Nor do they believe that there is room for rewarding companies for low-carbon innovation or even investing in the fundamental technologies that could have a transformative impact. Nor, if worse comes to the worst, will we be able to use technology to mitigate the impacts of a warming planet, despite the fact that the United Nations climate predictions have an acceptance of limited geoengineering built into them.

The subsistence farmer in Africa will not be enabled to enrich himself by connecting to international markets or adopting the latest agricultural technology, but patted on the head and praised for his deep feminist wisdom.

In my book, I diagnosed what I called “utopian authoritarianism,” the idea that the only way to save the planet is for people on the left to command others, in the developed and developing world, to live poorer, meaner lives.

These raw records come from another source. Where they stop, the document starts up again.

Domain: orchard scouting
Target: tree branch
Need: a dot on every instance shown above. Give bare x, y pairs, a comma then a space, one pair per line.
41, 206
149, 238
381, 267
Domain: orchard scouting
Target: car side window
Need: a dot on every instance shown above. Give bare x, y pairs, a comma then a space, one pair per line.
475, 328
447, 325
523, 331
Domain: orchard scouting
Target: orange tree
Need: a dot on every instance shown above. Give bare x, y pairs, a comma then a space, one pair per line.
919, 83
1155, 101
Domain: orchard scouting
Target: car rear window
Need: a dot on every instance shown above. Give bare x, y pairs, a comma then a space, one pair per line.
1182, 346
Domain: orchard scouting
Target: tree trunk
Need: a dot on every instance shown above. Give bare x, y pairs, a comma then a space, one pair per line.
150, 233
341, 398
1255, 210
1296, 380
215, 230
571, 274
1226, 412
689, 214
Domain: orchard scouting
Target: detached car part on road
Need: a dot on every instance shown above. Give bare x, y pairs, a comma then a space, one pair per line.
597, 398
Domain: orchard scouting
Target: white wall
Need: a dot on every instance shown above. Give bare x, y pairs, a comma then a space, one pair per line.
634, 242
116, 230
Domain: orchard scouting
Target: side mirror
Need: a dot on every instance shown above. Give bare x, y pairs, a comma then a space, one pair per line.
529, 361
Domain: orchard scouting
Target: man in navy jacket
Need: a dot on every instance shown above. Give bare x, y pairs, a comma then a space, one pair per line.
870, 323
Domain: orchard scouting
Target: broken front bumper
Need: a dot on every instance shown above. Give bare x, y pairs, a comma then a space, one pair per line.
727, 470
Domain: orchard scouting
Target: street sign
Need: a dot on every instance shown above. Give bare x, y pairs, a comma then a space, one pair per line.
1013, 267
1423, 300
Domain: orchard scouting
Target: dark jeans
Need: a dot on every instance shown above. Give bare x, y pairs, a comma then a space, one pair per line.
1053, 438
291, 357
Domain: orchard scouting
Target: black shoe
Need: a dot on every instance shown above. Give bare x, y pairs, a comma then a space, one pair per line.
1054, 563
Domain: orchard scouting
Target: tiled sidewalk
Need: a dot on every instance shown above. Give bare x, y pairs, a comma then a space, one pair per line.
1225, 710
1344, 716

The reaction in France to even a modest increase in environmental taxes, in the form of the gilets jaunes movement, shows that while Western voters are increasingly concerned about climate change, they are also, as ever, concerned about the impact of government policies on their own pocket book.

Yet even if the developed world can be persuaded, or dragooned, into giving up their steaks and petrol engines, what about the developing world? What about the billions without heat or light or clean water? Or those slightly further up the income scale who aspire to the kind of lives we lead?

Ultimately, the best way to help nations mitigate against climate change is to make them richer. The best way to reduce carbon emissions is to incorporate that externality into the market’s functions, rather than declaring that growth is the enemy.

I admire the millions of people marching to save the planet, and I share their concern about it. But the ideas in their manifesto are fundamentally illiberal. They are fundamentally misguided. And they just won’t work.

If we’re going to save the planet, we do need to unite behind the science. But that includes the science of economics.

Robert Colvile is Director of the Centre for Policy Studies, a think tank in the United Kingdom.